盛老太太看着盛维,脸上浮现出一抹笑容,语气中带着一丝亲近,道:“维哥儿多虑了,这一路上风景秀丽,我看的怡然自得,哪来的辛苦一说啊!”
盛老太太说着,又将目光看向盛瑾,笑意盈盈,道:“瑾儿,你也别见怪,你维堂兄他向来如此,对了,他就是我和你说过的盛维,盛家大房唯一的男丁,你的堂兄。”
盛瑾听着盛老太太的话,本来是打算给盛维行一礼的,可是他先前没想到盛维会在此等待他们,如今他抱着盛明兰自然无法给盛维行礼,只能笑道:“维堂兄实在抱歉,我现下抱着小女,多有失礼之处,还望维堂兄莫要见怪啊!”
盛瑾这边因抱着盛明兰无法行礼,可他怀里的盛明兰倒是出乎意外的给盛维做了个行礼的手势,乖巧的对着盛维说道:“维堂伯父,万安。”
盛维看着盛瑾和盛明兰只觉得周围的空气都清新了不少,也不知道什么原因,如果盛瑾知道此时盛维在想什么的话,一定会告诉他一个词“养眼”。
盛维并不在乎盛瑾没有给他行礼的事情,他眼含笑意的看着盛瑾怀中的粉嫩团子,道:“瑾堂弟说笑了,一家人哪来的那么多礼节啊!对了,这就是二婶婶信中说到的你女儿吧,瞧着真是个惹人疼爱的小姑娘啊!”毕竟盛瑾已经叫他维堂兄了,他也不好叫盛瑾盛国公。
盛瑾被盛维的这句“你女儿”极大的取悦了,他脸上的笑意又浓了几分,道:“嗯,这就是我的女儿盛明兰。”

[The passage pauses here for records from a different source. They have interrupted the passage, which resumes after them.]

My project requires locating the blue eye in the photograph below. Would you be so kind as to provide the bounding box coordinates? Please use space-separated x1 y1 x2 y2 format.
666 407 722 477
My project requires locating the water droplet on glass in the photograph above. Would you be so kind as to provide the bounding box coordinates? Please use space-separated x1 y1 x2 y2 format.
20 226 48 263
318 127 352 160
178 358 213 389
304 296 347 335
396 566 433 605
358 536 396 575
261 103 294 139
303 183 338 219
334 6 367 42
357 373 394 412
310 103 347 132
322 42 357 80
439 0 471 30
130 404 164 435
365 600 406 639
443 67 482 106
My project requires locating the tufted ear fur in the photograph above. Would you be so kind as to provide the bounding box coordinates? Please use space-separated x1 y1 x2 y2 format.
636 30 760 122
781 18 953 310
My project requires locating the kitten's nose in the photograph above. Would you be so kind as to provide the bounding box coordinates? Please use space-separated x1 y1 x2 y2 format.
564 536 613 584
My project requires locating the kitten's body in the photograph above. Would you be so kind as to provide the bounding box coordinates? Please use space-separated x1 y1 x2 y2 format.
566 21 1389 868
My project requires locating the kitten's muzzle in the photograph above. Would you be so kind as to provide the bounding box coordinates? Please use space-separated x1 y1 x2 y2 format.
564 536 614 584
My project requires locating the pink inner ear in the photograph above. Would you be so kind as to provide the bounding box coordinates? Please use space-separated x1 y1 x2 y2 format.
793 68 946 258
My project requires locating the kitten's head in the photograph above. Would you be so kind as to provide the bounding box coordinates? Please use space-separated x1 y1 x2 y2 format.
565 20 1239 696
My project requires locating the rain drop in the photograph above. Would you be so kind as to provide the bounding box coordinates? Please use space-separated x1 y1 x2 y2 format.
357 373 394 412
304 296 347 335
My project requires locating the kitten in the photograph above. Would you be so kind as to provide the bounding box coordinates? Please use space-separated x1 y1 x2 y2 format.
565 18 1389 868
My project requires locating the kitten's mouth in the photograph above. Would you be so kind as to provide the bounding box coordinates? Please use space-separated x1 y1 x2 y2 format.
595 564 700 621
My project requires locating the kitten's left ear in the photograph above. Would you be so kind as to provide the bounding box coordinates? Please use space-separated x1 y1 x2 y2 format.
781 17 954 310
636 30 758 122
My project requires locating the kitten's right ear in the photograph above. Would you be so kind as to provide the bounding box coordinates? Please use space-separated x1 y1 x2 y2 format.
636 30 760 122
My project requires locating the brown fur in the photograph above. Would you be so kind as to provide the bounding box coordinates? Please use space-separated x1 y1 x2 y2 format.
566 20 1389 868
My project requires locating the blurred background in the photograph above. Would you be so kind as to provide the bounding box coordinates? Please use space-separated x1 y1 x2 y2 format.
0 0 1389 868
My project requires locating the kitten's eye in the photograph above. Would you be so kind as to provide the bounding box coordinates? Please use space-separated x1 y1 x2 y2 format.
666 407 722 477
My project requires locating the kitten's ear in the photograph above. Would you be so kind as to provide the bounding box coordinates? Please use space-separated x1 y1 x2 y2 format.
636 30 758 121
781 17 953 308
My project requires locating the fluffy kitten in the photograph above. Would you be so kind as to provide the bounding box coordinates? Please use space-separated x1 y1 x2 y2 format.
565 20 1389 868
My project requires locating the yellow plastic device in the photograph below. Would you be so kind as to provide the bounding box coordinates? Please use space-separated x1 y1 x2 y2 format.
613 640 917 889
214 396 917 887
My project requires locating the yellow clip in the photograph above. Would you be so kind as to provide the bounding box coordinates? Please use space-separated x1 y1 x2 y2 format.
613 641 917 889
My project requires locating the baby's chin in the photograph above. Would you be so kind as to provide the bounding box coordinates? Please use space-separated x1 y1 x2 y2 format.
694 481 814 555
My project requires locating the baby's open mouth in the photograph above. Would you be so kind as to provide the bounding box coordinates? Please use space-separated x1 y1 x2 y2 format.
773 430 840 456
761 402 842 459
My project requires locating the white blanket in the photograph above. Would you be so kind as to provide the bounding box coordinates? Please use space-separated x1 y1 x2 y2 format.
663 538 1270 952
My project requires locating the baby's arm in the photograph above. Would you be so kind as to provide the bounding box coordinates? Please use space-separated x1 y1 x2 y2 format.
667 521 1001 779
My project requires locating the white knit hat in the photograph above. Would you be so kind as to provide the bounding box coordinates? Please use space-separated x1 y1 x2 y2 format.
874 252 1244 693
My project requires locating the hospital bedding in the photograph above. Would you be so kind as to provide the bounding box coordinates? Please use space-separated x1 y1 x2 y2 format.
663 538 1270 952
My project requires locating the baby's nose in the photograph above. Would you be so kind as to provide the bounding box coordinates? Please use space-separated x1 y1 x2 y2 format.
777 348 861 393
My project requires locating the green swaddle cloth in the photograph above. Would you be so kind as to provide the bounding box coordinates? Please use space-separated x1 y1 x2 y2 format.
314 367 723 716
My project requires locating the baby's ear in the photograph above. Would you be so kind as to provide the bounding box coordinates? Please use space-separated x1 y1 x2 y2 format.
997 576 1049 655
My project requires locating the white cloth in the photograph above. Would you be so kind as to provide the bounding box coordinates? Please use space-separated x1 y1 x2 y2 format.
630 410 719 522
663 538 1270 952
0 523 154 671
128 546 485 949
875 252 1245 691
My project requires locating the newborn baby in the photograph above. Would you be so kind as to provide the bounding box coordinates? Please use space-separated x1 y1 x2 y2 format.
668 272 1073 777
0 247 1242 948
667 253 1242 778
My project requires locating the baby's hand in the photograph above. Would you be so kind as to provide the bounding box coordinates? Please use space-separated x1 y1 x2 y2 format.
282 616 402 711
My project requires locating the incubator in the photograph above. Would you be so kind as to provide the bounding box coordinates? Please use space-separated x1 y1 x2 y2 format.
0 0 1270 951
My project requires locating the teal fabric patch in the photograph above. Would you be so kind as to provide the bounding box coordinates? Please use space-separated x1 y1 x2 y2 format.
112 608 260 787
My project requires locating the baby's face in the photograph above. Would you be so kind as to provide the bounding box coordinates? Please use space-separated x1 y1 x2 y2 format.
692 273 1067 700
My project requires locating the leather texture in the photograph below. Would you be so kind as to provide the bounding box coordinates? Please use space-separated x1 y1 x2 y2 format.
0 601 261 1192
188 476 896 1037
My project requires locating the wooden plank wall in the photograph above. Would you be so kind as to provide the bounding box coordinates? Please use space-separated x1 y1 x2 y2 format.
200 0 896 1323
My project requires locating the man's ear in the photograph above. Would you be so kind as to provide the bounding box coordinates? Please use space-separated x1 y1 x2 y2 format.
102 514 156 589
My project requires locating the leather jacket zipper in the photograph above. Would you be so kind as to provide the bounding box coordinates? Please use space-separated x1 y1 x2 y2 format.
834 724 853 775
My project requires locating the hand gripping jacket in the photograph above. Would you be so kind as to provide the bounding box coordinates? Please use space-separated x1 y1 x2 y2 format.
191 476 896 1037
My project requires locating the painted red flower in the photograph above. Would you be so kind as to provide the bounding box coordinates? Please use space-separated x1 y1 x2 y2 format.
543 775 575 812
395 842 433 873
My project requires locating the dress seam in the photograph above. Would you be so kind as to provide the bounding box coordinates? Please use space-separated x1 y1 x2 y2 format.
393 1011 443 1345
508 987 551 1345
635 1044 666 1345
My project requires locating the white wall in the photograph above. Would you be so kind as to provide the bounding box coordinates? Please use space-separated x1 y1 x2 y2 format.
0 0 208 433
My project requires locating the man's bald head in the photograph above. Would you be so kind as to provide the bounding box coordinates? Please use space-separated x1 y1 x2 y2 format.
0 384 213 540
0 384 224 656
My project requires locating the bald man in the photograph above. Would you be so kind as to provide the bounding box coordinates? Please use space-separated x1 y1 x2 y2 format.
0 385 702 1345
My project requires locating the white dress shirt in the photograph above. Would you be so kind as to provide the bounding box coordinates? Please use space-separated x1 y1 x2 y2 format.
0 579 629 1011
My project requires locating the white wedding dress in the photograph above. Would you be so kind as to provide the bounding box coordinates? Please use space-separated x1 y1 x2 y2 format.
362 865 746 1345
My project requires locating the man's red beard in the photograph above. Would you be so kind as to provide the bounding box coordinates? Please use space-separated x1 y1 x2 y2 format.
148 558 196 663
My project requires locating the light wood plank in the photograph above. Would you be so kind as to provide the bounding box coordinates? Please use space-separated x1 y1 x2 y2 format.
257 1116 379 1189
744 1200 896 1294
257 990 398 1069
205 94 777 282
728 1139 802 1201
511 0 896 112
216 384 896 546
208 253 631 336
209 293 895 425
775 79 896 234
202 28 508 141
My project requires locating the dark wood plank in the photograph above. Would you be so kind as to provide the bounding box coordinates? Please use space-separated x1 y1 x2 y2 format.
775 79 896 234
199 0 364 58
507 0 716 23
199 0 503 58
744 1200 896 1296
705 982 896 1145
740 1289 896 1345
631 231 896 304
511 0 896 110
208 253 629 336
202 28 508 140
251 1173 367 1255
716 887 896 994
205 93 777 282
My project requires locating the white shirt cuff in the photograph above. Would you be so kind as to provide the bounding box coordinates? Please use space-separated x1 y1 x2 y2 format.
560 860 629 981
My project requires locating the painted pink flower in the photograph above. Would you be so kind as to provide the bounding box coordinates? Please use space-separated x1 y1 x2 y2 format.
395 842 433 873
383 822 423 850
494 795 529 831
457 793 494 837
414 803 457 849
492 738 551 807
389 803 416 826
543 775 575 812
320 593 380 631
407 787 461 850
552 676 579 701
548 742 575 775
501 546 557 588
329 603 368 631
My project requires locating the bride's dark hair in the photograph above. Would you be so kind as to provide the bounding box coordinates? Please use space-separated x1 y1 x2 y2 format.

盛维看着盛瑾这样感觉自己找的了如何和盛瑾交流的方法了,他摸了一下身上由羊脂玉制成的精致玉佩,感觉还算拿的出手,便将玉佩取下来,满脸笑意的递给盛瑾怀中的盛明兰,语气柔和,道:“来,明姐儿拿着,这是维堂伯父送你的礼物。”
盛明兰抬头看向盛瑾,只见盛瑾微微点了点头,她便接过盛维手中的玉佩,十分礼貌的回道:“谢谢,维堂伯父。”
盛维看着盛明兰如此知礼,便知道她是个好孩子,然后,他看了眼身旁的盛长松,笑着介绍道:“瑾堂弟,这是我的嫡长子盛长松。”
盛长松一眼看到盛瑾时,就想到了世人对盛瑾的评价“陌上公子玉无双”,岁月仿佛格外的疼爱盛瑾一般,如今三十多岁的人看起来却犹如二十多岁般,他一时看得入了神,不过,盛维的声音将他唤了回来,他急忙调整状态,对着盛瑾恭恭敬敬的行礼,道:“瑾堂叔父,万安。”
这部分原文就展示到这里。